Figure 1: The green lines are the conductive radius plotted versus the time for 100 cells with a critical density of \( \rho_{crit}=1204 \) curli subuntis \( \mu m ^{-3} \). The orange red represents the mean conductive radius and the dark blue lines represent two standard deviations from the mean.

Percolation

We have designed our chip as a 500 by 500 µm square with an electrode on the left and right side. On this chip, we place cells randomly with a density of \(\rho_{cell}\). Subsequently, we increase the conductive radius of each cell in time, corresponding with our findings on the cellular level, see figure 1. A connection is created from one electrode to the other electrode when there is a conductive path between them. Conductive paths consists of cells that have a connection with each other. Cells have a connection with each other when there is an overlap between their conductive radii. We have programmed this by calculating the distances of all cells with all other cells and then calculate if that distance is greater than the respective conductive radius of each cell added to each other. A simulation of our resulting model is shown in figure 2. Percolation is computed by applying an algorithm that can find clusters of connected cells. When one of the clusters connects both electrodes, there is percolation.

meh
Figure 2: NorthWest: A visual representation of our cells on the plate. The circles represent the cells with an increasing conductive radius. In this simulation there are 5000 cells present on a chip of 500µmx500µm. NorthEast: A spy matrix of 5000x5000 where the blue dots represent connections between the individual cells. A blue dot on position x,y means that cell x is connected with y. Each cell is connected to itself (diagonal). At the point of percolation, \( \approx 0.1 \% \) of the matrix is connected, meaning that each cell is on average connected to 5 others. SouthWest: Each square of nxn represents a cluster of n connected cells. The squares are sorted from small to large. SouthEast: This figure shows the largest cluster of cells in different colors. Click to play!

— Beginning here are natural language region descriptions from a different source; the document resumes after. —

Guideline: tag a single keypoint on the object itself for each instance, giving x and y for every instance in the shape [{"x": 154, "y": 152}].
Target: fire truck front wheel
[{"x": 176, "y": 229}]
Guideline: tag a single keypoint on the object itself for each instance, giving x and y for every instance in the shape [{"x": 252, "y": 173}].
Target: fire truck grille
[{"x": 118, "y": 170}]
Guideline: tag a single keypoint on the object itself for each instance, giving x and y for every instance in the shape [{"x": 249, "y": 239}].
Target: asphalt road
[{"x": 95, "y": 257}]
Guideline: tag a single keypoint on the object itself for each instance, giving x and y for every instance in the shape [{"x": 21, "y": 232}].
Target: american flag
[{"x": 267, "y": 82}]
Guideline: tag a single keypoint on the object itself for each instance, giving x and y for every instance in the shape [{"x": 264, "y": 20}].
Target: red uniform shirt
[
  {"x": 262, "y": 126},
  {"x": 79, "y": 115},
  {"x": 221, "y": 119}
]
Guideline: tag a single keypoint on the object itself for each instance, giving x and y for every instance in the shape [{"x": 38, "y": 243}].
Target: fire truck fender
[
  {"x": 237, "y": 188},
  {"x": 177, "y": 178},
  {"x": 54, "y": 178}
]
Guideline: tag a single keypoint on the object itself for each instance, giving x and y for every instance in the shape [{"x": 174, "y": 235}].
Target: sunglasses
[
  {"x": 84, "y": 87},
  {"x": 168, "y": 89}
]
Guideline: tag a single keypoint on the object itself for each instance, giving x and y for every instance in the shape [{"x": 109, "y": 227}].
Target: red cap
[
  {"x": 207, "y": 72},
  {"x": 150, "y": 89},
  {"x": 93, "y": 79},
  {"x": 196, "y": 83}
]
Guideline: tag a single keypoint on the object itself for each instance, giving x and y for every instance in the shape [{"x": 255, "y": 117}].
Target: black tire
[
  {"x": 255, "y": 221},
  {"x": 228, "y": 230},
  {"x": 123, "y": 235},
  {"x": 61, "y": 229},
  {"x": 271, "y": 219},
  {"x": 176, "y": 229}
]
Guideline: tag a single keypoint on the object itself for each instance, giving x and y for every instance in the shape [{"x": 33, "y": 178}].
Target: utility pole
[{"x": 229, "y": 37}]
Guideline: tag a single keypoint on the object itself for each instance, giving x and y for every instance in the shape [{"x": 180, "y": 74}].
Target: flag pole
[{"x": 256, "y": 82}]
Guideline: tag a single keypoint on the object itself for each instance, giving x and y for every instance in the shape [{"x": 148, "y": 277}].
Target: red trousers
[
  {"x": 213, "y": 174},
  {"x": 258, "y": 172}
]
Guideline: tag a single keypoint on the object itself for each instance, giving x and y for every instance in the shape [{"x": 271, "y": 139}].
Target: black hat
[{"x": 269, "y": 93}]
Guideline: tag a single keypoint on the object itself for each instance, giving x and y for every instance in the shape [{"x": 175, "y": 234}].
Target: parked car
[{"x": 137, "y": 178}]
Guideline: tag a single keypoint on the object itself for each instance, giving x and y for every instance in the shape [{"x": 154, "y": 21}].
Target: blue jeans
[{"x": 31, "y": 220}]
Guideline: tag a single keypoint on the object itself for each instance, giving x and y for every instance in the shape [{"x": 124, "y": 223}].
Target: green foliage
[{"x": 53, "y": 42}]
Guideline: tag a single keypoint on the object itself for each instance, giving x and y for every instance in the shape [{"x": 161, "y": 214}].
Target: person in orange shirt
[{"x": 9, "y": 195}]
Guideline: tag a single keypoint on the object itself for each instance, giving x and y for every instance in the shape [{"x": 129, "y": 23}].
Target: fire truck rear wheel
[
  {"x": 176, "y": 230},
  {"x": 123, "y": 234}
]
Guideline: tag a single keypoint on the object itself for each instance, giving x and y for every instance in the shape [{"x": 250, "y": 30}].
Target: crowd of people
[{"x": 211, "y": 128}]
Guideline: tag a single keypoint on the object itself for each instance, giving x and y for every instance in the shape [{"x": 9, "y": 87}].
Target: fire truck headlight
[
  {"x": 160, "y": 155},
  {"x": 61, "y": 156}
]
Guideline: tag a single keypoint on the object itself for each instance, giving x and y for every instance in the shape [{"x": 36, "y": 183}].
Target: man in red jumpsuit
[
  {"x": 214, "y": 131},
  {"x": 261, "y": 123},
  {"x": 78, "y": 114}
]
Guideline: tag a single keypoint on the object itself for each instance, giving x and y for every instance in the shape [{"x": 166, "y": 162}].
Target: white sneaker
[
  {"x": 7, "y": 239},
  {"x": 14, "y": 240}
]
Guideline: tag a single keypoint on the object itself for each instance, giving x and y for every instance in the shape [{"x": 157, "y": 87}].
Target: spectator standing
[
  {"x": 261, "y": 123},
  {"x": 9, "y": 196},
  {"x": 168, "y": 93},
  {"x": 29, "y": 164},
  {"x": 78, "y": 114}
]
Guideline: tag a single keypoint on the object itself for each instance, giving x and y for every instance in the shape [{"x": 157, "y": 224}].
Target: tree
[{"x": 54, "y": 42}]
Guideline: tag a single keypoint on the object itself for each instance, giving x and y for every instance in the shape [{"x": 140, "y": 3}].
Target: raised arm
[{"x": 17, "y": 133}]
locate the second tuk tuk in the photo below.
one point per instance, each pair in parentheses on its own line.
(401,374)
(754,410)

We have stochasticity in our model, as we place the cells randomly with a density of \(\rho_{cell}\) on the chip. Therefore, we simulated our model 100 times and for each point in time we checked if there was percolation. We will only get a yes (1) or no (0) response. This enables us to find the chance of percolation at each time point, shown in figure 3 as the yellow line. The yellow line shows a sharp transition between 1.5 and 2 hours. Since this is a Bernoulli process [1], the variance is exactly equal to p(1-p). The variance must be as low as possible to get reliable measurement results. This is achieved when the transition from no percolation to percolation is as sharp as possible.
At first we assumed that \(r_{cond}\) is the same for each cell at each point in time (figure 1 red line). However, figure 1 shows that there clearly is some cellular variation in \(r_{cond}\). Therefore, we added a new feature to our model; the conductive radius of each cell can now deviate from the mean \(r_{cond}\) with the standard deviation as found in figure 1. We simulated our new model again 100 times and for each point in time we checked the chance of percolation, see figure 3 as the blue line. Fortunately, the resulting curve is very similar to the curve without variation in \(r_{cond}\) (yellow line). This means that cellular variation has little influence on the chance of percolation at each point in time. Therefore, the results of our model are robust to cellular variation and it is likely that many factors that could increase the cellular variation, e.g. different CsgA or CsgB protein production rates, are relatively unimportant.

Figure 3: The chance of percolation with 5000 cells on a 500x500 \(\mu m \) chip. as function of time. The results are from 100 simulations. The yellow line represents the chance of percolation where all the cells have the same conductive radius. The blue line is the same simulation, but all cells have slightly different conductive radii. Note how there is no notable difference between the two.

Influence of the chip geometry on the point of percolation

To further investigate the point of percolation we have varied the shape of our chip. We have decreased the relative distance between the electrodes by making our chip 250 µm x 500 µm, where the electrodes are 250 µm apart. From the result, shown in figure 4, it can be seen that our system behaves in correspondence with a percolation problem. The system is smaller, therefore the transition toward percolation is less sharp. This suggests that we want to increase the area size of our system. A larger area results in a shaper transition, thus a lower uncertainty. Other simulations with a chip of 1000 µm x 500 µm show a sharper transition.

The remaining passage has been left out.